Não está associada com a deficiência de 
ceruloplasmina, pois o intestino possui uma segunda 
ferroxidase ( hefaestina) 
Ceruloplasmina e Hefaestina são enzimas (ligadas ao 
cobre, logo a ausência do mesmo pode causar anemia 
por deficiência de ferro) 
Hemocromatose 
Doença genética que causa sobrecarga de ferro 
devido a diminuição dahepcidina. 
A forma mais comum da hemocromatose é causada 
por uma mutação homozigítica. 
Depósito de ferro no fígado, coração e tecido 
endócrino pode causar: 
● Cirrose 
● Cardiomiopatia 
● Diabetes 
● Outros distúrbios endócrinos 
 
DETOXIFICAÇÃO HEPÁTICA 
A exposição à substâncias tóxicas faz com que seja 
essencial a metabolização, para que essas não se 
acumulem e, conseqüente, não gerem disfunções nos 
órgãos.O fígado é o principal órgão responsável por filtrar as 
toxinas produzidas pelo organismo (endógenas), além 
das provenientes do meio externo (exógenas). 

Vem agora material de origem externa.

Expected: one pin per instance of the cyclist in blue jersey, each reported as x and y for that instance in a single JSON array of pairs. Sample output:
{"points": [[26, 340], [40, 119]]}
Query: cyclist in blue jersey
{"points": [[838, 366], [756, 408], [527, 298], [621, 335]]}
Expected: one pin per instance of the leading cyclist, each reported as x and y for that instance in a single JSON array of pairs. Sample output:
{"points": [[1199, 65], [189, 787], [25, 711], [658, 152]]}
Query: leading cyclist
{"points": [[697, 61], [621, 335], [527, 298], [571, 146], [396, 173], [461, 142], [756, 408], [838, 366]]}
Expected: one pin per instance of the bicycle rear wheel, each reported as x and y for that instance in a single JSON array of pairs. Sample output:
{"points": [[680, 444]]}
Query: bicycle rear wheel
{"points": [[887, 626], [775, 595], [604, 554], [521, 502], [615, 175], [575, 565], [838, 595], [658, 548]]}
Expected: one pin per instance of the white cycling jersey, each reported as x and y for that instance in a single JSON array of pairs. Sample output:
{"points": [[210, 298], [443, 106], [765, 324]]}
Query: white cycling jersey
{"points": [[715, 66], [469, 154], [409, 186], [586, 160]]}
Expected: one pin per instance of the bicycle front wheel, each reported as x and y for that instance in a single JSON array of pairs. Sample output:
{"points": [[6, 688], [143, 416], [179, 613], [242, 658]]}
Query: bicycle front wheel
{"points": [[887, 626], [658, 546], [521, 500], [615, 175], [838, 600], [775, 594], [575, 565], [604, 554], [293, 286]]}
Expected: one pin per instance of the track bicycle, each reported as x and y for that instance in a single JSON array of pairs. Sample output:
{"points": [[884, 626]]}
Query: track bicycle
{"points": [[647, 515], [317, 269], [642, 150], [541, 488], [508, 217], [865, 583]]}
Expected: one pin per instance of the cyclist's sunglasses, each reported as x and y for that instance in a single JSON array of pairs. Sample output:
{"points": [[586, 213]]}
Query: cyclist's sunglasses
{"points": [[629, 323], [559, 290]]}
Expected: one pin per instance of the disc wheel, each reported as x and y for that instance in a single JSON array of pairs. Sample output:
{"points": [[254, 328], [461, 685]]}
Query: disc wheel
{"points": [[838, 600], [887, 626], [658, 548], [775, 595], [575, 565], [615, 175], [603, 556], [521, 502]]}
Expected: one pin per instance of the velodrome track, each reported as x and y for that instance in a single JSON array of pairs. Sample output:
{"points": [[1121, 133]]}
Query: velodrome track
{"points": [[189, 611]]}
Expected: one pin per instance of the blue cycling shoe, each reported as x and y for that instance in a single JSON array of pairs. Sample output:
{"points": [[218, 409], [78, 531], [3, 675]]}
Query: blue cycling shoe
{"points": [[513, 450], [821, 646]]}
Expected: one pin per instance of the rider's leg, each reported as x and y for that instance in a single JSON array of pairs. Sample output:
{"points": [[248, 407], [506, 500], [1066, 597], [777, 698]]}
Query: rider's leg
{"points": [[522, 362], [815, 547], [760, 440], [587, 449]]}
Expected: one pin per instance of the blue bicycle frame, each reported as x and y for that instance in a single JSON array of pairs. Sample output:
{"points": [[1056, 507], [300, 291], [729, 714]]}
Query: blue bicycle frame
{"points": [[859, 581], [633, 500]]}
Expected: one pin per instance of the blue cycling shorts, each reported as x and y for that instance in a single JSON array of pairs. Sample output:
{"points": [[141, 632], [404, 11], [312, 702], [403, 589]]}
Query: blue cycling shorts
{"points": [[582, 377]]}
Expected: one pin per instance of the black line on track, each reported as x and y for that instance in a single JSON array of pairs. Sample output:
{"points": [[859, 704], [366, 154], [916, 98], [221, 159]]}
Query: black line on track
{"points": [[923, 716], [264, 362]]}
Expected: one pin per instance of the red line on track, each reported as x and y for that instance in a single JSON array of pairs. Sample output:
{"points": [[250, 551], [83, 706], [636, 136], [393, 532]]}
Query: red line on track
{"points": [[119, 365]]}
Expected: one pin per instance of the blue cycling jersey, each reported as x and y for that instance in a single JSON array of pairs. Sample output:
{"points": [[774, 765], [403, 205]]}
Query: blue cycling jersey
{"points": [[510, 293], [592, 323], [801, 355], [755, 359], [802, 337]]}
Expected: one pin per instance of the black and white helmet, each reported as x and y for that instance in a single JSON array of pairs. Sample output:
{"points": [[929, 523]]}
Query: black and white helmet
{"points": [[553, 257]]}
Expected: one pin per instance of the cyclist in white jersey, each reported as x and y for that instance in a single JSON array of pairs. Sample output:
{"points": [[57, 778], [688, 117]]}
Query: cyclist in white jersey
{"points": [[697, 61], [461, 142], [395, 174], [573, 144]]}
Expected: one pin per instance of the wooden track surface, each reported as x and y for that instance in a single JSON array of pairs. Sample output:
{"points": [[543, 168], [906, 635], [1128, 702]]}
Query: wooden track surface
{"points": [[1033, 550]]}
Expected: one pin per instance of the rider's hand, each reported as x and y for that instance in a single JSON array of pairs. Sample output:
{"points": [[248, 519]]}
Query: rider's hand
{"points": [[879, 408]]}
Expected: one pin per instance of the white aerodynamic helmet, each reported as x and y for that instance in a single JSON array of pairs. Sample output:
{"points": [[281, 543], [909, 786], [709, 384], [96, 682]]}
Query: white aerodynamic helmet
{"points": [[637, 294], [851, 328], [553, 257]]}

O mecanismo de detoxificação dá-se através da 
filtragem do sangue. 
 
Fase I 
As substâncias sofrem transformações metabólicas 
para posteriormente a sua eliminação se tornar 
possível. 
 
 
Fase II 
Nesta fase, as toxinas alteradas na fase I conjugam-se 
com alguns grupos químicos hidrossolúveis, 
tornando-se excretáveis. 
Citocromo P450 
Elemento de uma vasta família de hemoproteínas. 
Absorvem luz na gama dos 450nm (quando o ferro do 
grupo heme se reduz) 
Estão associados a cadeias de transporte de elétrons. 

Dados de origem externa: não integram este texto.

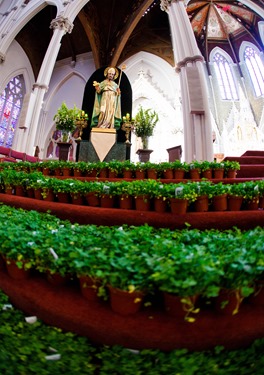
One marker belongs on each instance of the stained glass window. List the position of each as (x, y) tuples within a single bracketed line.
[(256, 69), (225, 77), (11, 101)]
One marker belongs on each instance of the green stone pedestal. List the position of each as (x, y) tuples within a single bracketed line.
[(88, 153)]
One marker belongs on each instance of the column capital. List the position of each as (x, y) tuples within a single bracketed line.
[(2, 58), (62, 23), (41, 86), (187, 60), (165, 4)]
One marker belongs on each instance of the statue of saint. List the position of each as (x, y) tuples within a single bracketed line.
[(107, 103)]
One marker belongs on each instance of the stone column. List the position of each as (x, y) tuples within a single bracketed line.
[(60, 25), (198, 143)]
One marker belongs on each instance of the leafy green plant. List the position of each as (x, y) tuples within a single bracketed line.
[(65, 118), (144, 124)]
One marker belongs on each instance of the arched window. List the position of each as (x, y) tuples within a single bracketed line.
[(11, 101), (255, 69), (225, 77)]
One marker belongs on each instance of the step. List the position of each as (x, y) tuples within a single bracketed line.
[(250, 171), (246, 159)]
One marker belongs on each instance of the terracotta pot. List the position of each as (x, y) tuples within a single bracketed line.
[(57, 172), (252, 205), (126, 202), (160, 205), (20, 191), (168, 174), (63, 197), (103, 173), (66, 172), (179, 174), (201, 204), (124, 302), (77, 199), (77, 173), (92, 199), (261, 202), (231, 173), (142, 203), (152, 174), (228, 302), (257, 299), (208, 173), (15, 272), (9, 190), (218, 173), (91, 173), (56, 279), (107, 201), (219, 202), (30, 193), (140, 175), (174, 305), (195, 174), (127, 174), (178, 206), (234, 203), (49, 196), (112, 174), (2, 263), (89, 288), (45, 171), (37, 194)]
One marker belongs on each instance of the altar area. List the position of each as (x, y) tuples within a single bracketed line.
[(102, 146)]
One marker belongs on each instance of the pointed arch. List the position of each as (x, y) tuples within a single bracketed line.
[(11, 101), (223, 63), (251, 57)]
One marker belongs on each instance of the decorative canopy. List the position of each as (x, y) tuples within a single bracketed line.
[(223, 23)]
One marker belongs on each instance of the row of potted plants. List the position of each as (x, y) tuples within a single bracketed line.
[(41, 349), (128, 169), (136, 194), (184, 263)]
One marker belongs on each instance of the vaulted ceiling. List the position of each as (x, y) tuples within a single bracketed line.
[(114, 30)]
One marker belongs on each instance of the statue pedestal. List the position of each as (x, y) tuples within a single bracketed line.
[(102, 140), (175, 153), (64, 150), (144, 155), (102, 147)]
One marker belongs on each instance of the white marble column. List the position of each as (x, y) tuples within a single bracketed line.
[(60, 26), (198, 143)]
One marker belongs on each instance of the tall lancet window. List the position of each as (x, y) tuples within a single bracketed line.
[(256, 69), (11, 101), (225, 77)]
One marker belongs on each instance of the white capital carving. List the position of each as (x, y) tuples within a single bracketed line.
[(62, 23)]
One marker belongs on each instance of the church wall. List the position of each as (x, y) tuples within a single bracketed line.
[(67, 84), (257, 104)]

Estão presentes nas mitocôndrias e no retículo 
endoplasmático das células de órgãos como o fígado 
ou rim. 
Os citocrômos da subfamília 4A são extremamente 
importantes no metabolismo de ácidos graxos. 

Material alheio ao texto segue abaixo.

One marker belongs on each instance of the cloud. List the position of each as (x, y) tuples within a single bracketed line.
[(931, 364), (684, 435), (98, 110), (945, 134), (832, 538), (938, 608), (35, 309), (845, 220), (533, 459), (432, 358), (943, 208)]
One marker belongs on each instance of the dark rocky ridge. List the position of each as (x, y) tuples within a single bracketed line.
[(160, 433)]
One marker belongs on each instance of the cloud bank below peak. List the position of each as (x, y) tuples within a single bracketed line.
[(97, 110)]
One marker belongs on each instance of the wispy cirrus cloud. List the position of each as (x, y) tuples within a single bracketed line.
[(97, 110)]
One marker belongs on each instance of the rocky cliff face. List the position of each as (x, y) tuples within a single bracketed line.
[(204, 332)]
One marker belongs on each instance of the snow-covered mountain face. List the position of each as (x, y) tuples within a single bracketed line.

Funçõesdos citocromos P450: 
Biossíntese/degradação de hormônios esteróides e 
dos sais biliares. 
Metabolismo de numerosos xenobióticos: 
detoxificação hepática 
Metabolismo do etanol 
Nos hepatócitos: 
Citosol: etanol → acetaldeído + NADH 
Retículo endoplasmático: acetaldeído → acetato + 
NADH 
O etanol pode ser convertido em triagliceróis. 
Excesso de NADH: 
● Inibição de processos que necessitam de 
NAD+ → acumulação de triagliceróis 
● Liberação de acetaldeido, que quando ligado 
a grupos funcionais de alguns compostos 
importantes, causa a “ressaca”. 
Consumo freqüente e exagerado: organismo cria um 
mecanismo de eliminação alternativo, que gasta 
redutor ao invés de produzir. 
Pessoas que bebem habitualmente, eliminam o etanol 
mais depressa e perdem peso, em vez de ganhar, sob 
a agravante de haver destruição progressiva do fígado 
(cirrose, cancro). 
Excessos de etanol levam à hepatotoxidade no fígado. 
O metabolismo microssomal do etanol é comum ao 
sistema de destoxificação de alguns fármacos.